The last one is harder, but I think the easiest solution comes from one of the many ways that the NCAA and schools profit from athletes that does seem unfair: Royalties. While A.J. Green can't sell his jersey, the University of Georgia can as long as his name doesn't appear on it. (Usually, they do this by simply putting the number on there.) And if you play the NCAA Football games from EA Sports, you're familiar with having "QB #15" on your team. Oddly enough, players added after the current roster moves through have names.
So the NCAA should either divert a share of its royalties from products tied to a specific to a payment fund or, if that would affect the financial standing of colleges, add a player payment tax. Add another dollar to the per-game royalties in the next negotiations with EA. Slap another buck or two onto the price of jerseys. People are paying $50 or more for the game and about the same for some of these jerseys. I doubt a couple of dollars is going to move the price point too dramatically for the average fan to take the hit, particularly if they know that the money is going to their favorite players.

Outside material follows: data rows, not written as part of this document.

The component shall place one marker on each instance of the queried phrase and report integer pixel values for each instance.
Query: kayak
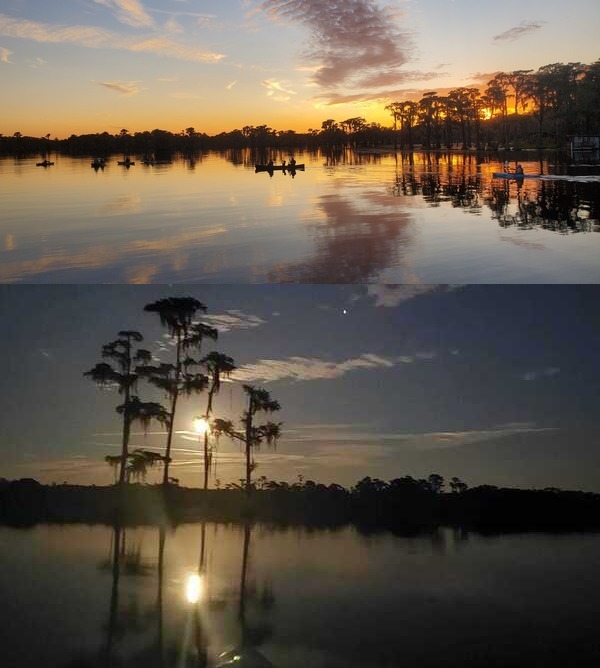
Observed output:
(512, 175)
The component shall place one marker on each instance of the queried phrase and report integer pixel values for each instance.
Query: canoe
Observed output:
(281, 168)
(512, 175)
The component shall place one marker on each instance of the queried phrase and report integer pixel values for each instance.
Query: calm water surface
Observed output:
(357, 219)
(97, 596)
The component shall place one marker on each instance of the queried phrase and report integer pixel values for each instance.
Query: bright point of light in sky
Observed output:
(95, 65)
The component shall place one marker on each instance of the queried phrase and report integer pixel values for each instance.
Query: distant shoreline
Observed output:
(368, 505)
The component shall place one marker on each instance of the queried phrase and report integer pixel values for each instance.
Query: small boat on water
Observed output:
(513, 175)
(280, 168)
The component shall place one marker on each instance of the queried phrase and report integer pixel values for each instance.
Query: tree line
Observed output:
(186, 375)
(522, 108)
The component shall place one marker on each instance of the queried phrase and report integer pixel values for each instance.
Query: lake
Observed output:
(349, 219)
(81, 596)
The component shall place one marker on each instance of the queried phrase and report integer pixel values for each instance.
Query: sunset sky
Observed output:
(81, 66)
(494, 384)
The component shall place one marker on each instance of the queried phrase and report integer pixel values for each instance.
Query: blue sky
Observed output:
(92, 65)
(494, 384)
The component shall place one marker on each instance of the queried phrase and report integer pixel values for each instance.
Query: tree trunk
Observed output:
(114, 594)
(125, 447)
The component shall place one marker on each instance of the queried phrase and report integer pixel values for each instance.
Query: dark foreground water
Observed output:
(96, 596)
(348, 219)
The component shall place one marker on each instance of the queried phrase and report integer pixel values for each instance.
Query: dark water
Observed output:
(348, 219)
(94, 596)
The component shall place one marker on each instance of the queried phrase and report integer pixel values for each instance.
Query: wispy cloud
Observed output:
(548, 372)
(122, 87)
(522, 30)
(314, 368)
(390, 296)
(5, 55)
(98, 38)
(351, 41)
(421, 441)
(130, 12)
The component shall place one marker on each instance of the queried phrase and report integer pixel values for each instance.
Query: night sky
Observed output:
(493, 384)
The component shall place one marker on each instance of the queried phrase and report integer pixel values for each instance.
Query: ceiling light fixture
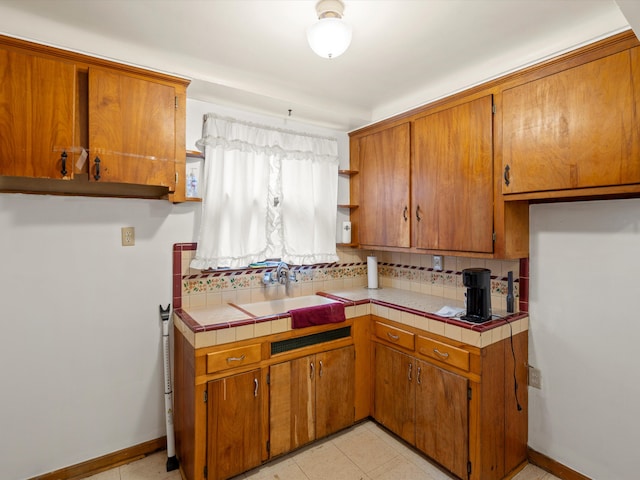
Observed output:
(330, 36)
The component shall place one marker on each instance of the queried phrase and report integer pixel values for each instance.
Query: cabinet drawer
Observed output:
(394, 335)
(233, 358)
(443, 352)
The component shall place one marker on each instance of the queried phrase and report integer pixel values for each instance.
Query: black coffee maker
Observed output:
(478, 283)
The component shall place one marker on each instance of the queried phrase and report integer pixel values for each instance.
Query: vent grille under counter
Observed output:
(308, 340)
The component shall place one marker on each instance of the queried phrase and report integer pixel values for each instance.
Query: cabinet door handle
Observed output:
(96, 175)
(444, 355)
(235, 359)
(63, 159)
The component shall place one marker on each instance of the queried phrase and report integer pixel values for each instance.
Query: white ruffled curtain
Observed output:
(267, 193)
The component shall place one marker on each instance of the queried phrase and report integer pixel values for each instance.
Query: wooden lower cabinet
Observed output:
(234, 424)
(239, 405)
(310, 397)
(454, 402)
(442, 416)
(394, 403)
(424, 405)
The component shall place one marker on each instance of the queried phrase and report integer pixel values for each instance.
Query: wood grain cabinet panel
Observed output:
(131, 129)
(384, 187)
(37, 104)
(574, 129)
(394, 403)
(442, 417)
(311, 397)
(234, 424)
(452, 178)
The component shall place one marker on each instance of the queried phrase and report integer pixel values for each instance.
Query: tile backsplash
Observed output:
(408, 271)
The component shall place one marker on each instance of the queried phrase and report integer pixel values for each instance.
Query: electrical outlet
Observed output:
(438, 265)
(128, 236)
(535, 377)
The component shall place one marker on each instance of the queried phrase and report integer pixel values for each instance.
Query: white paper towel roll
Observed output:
(372, 272)
(346, 232)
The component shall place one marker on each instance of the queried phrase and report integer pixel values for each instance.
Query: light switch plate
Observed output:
(128, 236)
(535, 377)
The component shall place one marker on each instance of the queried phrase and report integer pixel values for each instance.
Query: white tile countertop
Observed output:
(219, 324)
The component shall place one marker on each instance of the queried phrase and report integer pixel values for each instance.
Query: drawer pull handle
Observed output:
(235, 359)
(63, 159)
(444, 355)
(97, 170)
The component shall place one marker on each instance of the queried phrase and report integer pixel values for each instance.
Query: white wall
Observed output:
(584, 333)
(81, 350)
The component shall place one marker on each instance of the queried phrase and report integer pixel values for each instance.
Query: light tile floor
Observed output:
(363, 452)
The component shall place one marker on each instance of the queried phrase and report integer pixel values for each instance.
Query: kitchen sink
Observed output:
(283, 305)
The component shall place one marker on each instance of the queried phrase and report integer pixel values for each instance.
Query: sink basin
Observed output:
(283, 305)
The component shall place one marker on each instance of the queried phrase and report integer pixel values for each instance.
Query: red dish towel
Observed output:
(317, 315)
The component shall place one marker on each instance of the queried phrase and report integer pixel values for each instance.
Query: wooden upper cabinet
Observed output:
(37, 104)
(452, 178)
(574, 129)
(384, 188)
(132, 129)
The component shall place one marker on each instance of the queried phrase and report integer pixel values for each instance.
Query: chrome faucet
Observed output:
(282, 273)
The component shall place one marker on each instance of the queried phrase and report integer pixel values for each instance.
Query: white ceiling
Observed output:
(253, 54)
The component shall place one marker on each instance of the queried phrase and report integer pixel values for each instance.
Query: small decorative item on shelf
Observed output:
(193, 177)
(346, 232)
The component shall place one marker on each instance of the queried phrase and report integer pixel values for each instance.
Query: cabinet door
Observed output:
(132, 137)
(384, 187)
(37, 101)
(452, 179)
(291, 406)
(394, 397)
(574, 129)
(442, 428)
(234, 424)
(335, 384)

If there's still a need for more money, I'm sure that the there are other funding sources out there that could be found. And if need be, the NCAA or someone better at doing such things could write an "ability to pay" formula that would divide the funds based on how much a school can afford to pay, as long as it follows some sort of respectable business model.

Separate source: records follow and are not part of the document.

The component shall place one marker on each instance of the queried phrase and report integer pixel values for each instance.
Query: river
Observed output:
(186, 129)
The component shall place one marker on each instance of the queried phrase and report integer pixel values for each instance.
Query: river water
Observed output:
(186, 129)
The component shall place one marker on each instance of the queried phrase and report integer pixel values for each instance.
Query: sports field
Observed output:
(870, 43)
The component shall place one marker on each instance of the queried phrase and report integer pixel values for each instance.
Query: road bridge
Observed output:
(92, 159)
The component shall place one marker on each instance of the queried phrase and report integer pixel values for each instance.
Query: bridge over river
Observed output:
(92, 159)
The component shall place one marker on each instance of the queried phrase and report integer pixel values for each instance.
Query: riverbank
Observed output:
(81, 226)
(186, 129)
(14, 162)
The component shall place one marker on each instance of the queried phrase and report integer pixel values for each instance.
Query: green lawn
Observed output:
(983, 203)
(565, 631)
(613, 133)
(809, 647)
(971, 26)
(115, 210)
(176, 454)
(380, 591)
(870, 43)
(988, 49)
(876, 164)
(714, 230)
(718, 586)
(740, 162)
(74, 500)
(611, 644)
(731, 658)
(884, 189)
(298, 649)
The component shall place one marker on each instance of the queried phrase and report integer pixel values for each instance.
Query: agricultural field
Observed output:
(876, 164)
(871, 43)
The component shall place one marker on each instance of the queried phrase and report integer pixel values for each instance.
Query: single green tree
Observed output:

That's how you can pay players while still making college football a uniquely collegiate institution. It doesn't bankrupt athletics departments, it allows other sports to contine to flourish, and it rewards players in some way for the contributions they make to a school and to its community. And it does all that by simply revising our understanding of amateurism, not discarding it. That won't please those who simply want to create a free-market system because they want to create a free-market system. But it should address most of the concerns the rest of us have with a sport that has otherwise done pretty well for more than a century -- at least partially because of the very tradition that critics would be so quick to throw out.